Not everyone was on board with the criticism. One defense was raised by my friend Doug Mataconis at Outside the Beltway.
The reality, of course, is that songs like Fortunate Son, as well as Springsteen’s own Born In The USA do a better job of speaking about the truths that many veterans of war face than all of the patriotic anthems that the Weekly Standard author likely prefers on a day like yesterday, especially when speaking about the Vietnam era vets that both songs speak to. The fact that some people can’t see that, and falsely paint the song as “anti-military,” says more about the mindset of the author than anything else…
Is there anything that more accurately portrays the reality of who fought in Vietnam, who sent them there, and who was able to get away with not fighting there? I can’t think of another example off the top of my head, but it certainly hits the nail on the head. Indeed, it seems like it could be said to be just as accurate a statement of the forces that were sent to fight in Iraq and Afghanistan.
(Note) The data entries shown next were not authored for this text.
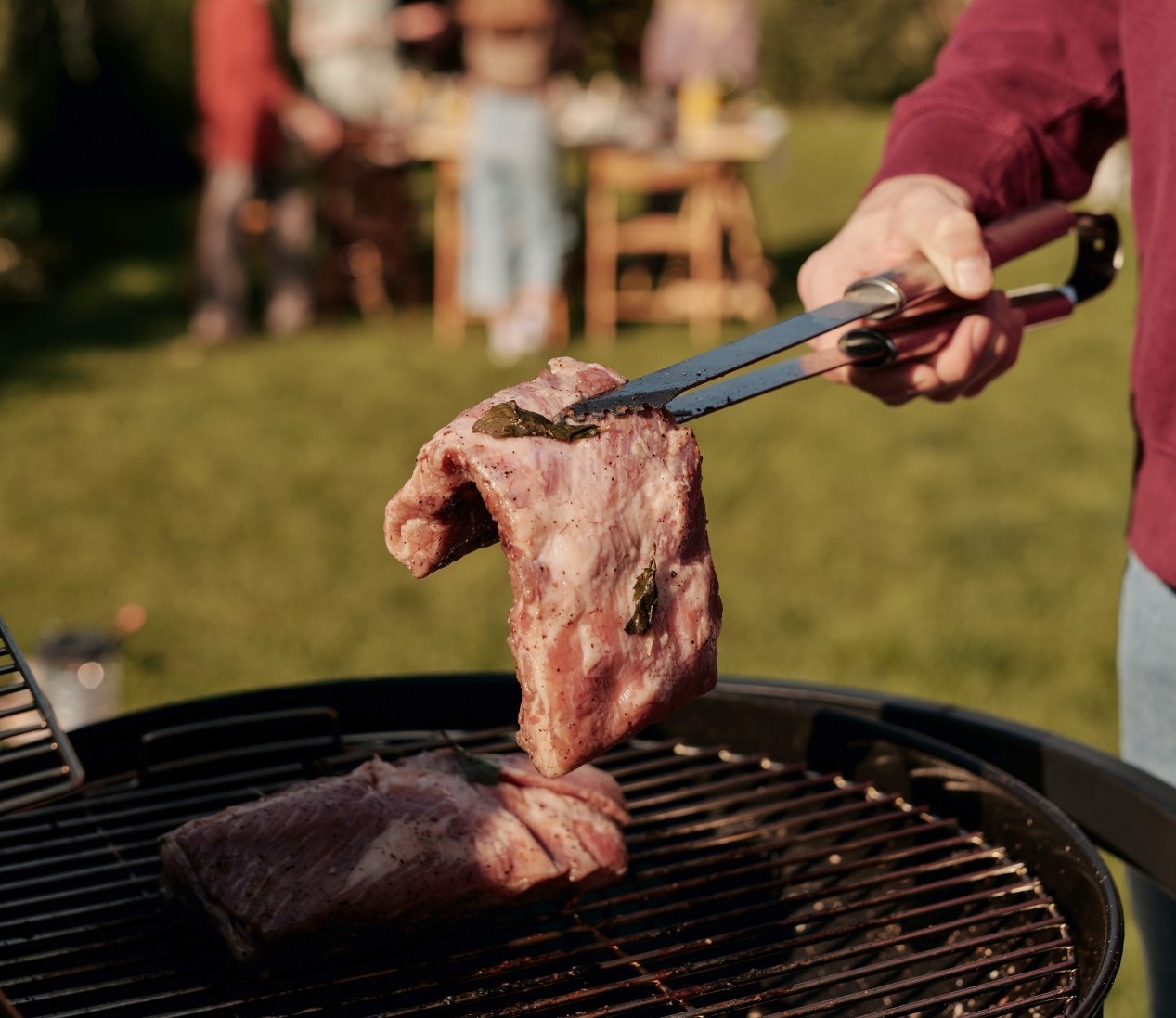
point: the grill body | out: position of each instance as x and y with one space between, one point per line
787 859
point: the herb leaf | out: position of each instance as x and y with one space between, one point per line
479 770
644 593
510 421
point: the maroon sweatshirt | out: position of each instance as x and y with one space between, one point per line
1025 100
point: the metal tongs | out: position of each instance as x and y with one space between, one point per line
907 311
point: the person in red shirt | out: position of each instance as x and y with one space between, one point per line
1025 101
250 113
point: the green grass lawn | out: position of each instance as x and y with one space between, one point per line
965 553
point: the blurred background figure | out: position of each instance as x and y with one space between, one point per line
694 53
253 122
513 224
349 56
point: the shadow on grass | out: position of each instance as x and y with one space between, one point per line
117 269
119 277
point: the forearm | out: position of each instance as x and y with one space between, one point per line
1026 99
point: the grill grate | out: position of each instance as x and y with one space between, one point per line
756 888
36 762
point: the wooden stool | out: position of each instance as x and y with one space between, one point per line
714 224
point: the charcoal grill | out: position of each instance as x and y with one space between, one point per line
788 857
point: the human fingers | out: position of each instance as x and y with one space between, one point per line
961 364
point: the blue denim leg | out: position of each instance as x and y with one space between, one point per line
513 216
1146 689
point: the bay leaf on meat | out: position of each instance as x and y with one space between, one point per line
644 593
510 421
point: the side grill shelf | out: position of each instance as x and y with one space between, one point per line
36 761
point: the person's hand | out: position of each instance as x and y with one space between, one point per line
316 127
898 219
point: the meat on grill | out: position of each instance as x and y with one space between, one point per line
582 523
434 836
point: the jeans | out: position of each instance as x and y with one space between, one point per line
513 223
1146 690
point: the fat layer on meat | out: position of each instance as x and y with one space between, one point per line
578 522
405 843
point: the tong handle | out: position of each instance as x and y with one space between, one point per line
917 282
877 348
922 331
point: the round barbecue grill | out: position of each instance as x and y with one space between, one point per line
788 857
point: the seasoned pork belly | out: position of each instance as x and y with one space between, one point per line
433 836
616 612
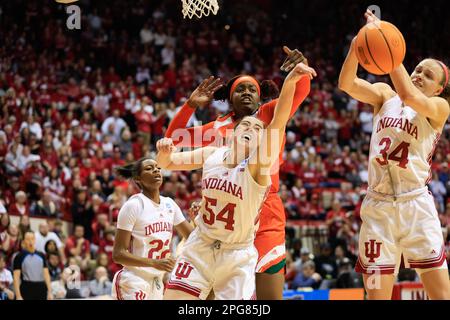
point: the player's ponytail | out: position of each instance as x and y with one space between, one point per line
446 93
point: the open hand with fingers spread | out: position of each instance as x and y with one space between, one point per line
371 17
293 58
299 70
203 94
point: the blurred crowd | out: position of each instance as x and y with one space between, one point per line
76 104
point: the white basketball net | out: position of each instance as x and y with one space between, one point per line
199 8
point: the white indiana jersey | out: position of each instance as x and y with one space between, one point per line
401 149
151 227
231 200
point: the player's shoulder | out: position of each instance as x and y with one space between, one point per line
168 202
133 205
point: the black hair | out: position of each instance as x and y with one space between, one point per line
446 92
269 90
132 170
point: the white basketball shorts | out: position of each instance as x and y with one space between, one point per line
204 265
408 225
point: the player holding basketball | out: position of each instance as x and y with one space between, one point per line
244 95
398 213
220 254
144 232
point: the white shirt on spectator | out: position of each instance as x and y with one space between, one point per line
23 161
42 240
6 277
11 161
167 56
101 104
146 36
119 124
143 74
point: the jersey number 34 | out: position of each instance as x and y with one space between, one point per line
399 154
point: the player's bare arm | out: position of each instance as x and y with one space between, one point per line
293 58
122 256
168 159
269 149
204 93
184 229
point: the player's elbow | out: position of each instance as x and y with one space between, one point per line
117 255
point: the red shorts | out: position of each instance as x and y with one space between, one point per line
270 237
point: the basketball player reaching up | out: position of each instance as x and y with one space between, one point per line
220 254
144 232
399 215
244 95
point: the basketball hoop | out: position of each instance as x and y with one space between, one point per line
199 8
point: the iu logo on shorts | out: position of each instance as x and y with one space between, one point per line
372 250
183 270
140 295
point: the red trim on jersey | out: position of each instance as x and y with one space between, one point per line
181 286
428 263
430 158
118 293
360 267
130 247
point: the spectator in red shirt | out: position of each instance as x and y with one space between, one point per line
20 207
117 160
144 120
79 247
99 162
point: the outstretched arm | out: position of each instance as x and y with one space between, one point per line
168 159
434 108
302 89
359 89
273 136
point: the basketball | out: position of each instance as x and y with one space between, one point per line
380 47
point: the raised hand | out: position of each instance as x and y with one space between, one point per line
299 70
203 94
293 58
165 146
371 17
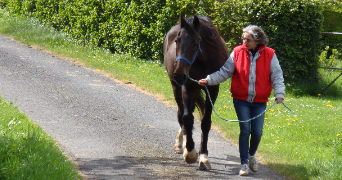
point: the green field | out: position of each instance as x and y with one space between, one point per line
303 144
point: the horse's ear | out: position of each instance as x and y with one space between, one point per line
182 20
196 23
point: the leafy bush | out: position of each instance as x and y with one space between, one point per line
138 27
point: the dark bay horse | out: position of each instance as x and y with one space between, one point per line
193 48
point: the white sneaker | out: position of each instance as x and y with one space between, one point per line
253 164
244 170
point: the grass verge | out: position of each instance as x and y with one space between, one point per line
303 144
27 152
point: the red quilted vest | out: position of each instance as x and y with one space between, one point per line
240 79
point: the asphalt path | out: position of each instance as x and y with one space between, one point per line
109 129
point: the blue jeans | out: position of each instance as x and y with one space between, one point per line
246 110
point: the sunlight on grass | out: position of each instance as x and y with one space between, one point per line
26 152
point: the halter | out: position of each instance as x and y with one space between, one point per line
185 59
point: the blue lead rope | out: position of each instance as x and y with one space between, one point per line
212 104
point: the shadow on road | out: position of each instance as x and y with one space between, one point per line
123 167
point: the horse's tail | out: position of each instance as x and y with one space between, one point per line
200 103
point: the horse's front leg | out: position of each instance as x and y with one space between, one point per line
190 155
204 164
180 141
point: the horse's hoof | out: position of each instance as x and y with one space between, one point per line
190 157
178 150
204 163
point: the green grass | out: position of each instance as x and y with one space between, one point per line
303 144
27 152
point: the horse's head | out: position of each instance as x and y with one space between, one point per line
187 47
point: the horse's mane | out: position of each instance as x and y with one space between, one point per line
209 33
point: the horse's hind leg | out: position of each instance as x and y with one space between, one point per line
204 164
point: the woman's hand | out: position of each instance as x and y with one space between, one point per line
279 100
202 82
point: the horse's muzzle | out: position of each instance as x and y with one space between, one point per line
179 78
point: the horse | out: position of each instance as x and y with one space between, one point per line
193 48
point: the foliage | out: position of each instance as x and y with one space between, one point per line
293 28
138 27
332 60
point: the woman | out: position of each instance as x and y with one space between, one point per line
254 69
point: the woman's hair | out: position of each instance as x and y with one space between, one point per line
257 33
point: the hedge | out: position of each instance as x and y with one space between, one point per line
137 27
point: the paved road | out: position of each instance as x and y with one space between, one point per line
109 129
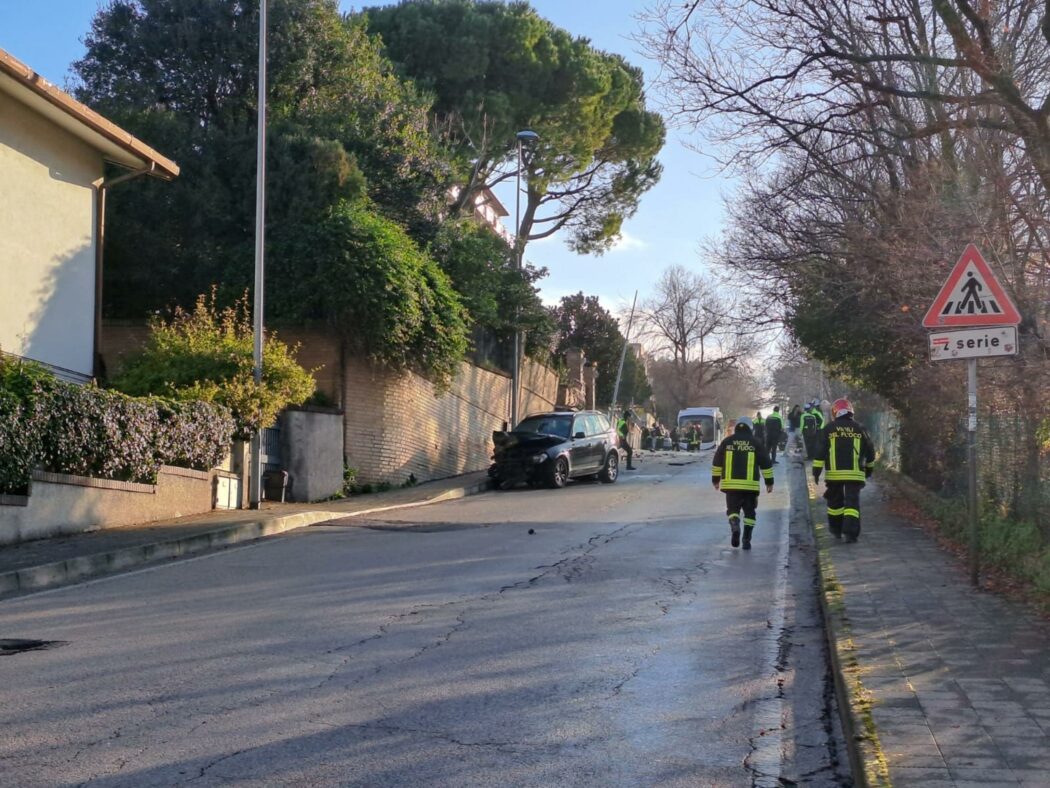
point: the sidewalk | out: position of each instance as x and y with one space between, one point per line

How many of those men were the sons of Senators, Congressmen, or the members of the elite?
I’m not even going to try to second guess what Doug was thinking when he wrote that, but other than having a reflexive dislike of anything to do with military action in general, it is difficult to see how somebody mounts this defense of the choice of music for that particular venue.
A couple of items to get out of the way first:
– I did not attend or watch the concert, but did watch the video today.
– I’m a huge Springsteen fan and have been since I was a teenager. I’ve seen him in concert more than 20 times.
– Regardless of the last disclosure, I don’t automatically forgive anything The Boss does in life or endorse his politics.
– I’ve also listened to a lot of CCR and enjoyed their work.
With all that said, Fortunate Son is an anti-war song. To try to stretch the definition through verbal gymnastics in order to rush to Springsteen’s defense seems ill advised. True, it gets down to the very real specifics of the draft and who was or was not considered for deferments and such while the draft was in effect, but it also generally mocked anyone who supported the war. (e.g. talking about wrapping yourself in the Red, White and Blue while not fighting, etc.) It was a protest song from an era where there were still plenty of anti-war protest songs being written. As such, painting the military structure as some sort of tainted, unfair system doesn’t do much for the morale of the troops and is not exactly a sure fire hit with veterans at such an event.
I can’t read The Boss’s mind and I won’t pretend to know whether that was some sort of intentional message in very poor taste, or whether it was just a song they all liked and decided to play without thinking it through. But it was the wrong time and the wrong place for it. Not the end of the world, mind you, and I’m rather surprised that it’s drawing this much buzz, but still a poor showing.